Germany's interior ministry announced on Thursday that it was sending 20 Federal Police officers to border between Serbia and Hungary to help control a surge in the number of mainly Albanian Kosovars seeking to enter the European Union. The preferred route sees the Kosovars travel through Serbia before slipping across the border into neighboring EU member state Hungary.
"To ensure the long-term stability of Kosovo and the whole region and to guarantee ... protection and acceptance among the population for those who are politically persecuted .. we have taken a range of measures," said the German interior ministry in a statement.
Among the other measures are plans for German officers to join their Austrian and Hungarian counterparts in conducting checks on trains in the line that runs from Budapest to Munich via Vienna. Germany is also planning to support Serbian border officers by providing them with equipment and training.
There are also plans to strengthen the presence of the European Union's border control agency Frontex along the Serbian-Hungarian frontier.
The moves come amid increasing concerns in the German government about the growing number of Kosovars seeking asylum in Germany. The ministry said the number of Kosovars applying for asylum jumped to 3,330 in January - an increase of 85 percent from December. It also said more than 18,000 Kosovars had entered Germany since January 1.
Kosovo appeals for help
Germany's efforts to help stem the tide of people leaving Kosovo also appeared to be in the interests of the government in Pristina.
Kosovo's interior minister, Skender Hyseni on Thursday asked the EU to expel thousands of his fellow countrymen who had reached its member states.
Speaking after a meeting with Austrian Interior Minister Johanna Mikl-Leitner in Vienna on Thursday, Hyseni said the EU needed to do more to dispel the "illusion" held by many Kosovars that it was easy to obtain asylum in EU countries.
"We've always been told that the vast majority of the illegal migrants have no status rights and will be sent back. I hope that happens quickly," he said.
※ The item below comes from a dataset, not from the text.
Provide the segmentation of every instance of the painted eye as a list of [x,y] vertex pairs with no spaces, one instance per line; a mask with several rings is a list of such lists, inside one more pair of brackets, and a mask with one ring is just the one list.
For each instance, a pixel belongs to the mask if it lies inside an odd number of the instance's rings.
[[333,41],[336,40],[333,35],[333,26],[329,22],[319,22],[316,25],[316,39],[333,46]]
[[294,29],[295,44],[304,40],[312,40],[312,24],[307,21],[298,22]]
"We all know that Kosovo doesn't offer the best living conditions," Hyseni conceded, while insisting that despite this, it was a "safe country."
Tens of thousands have left Kosovo since last summer, leading the government to kick-off a campaign urging people to stay home to work to build a better country.
President Atifete Jahjaga traveled last Friday to the town of Vushtrri, where thousands of people have begun their migration by boarding buses to Serbia.
"You should not leave; you have to stay with us here and find solutions," Jahjaga told a crowd of people.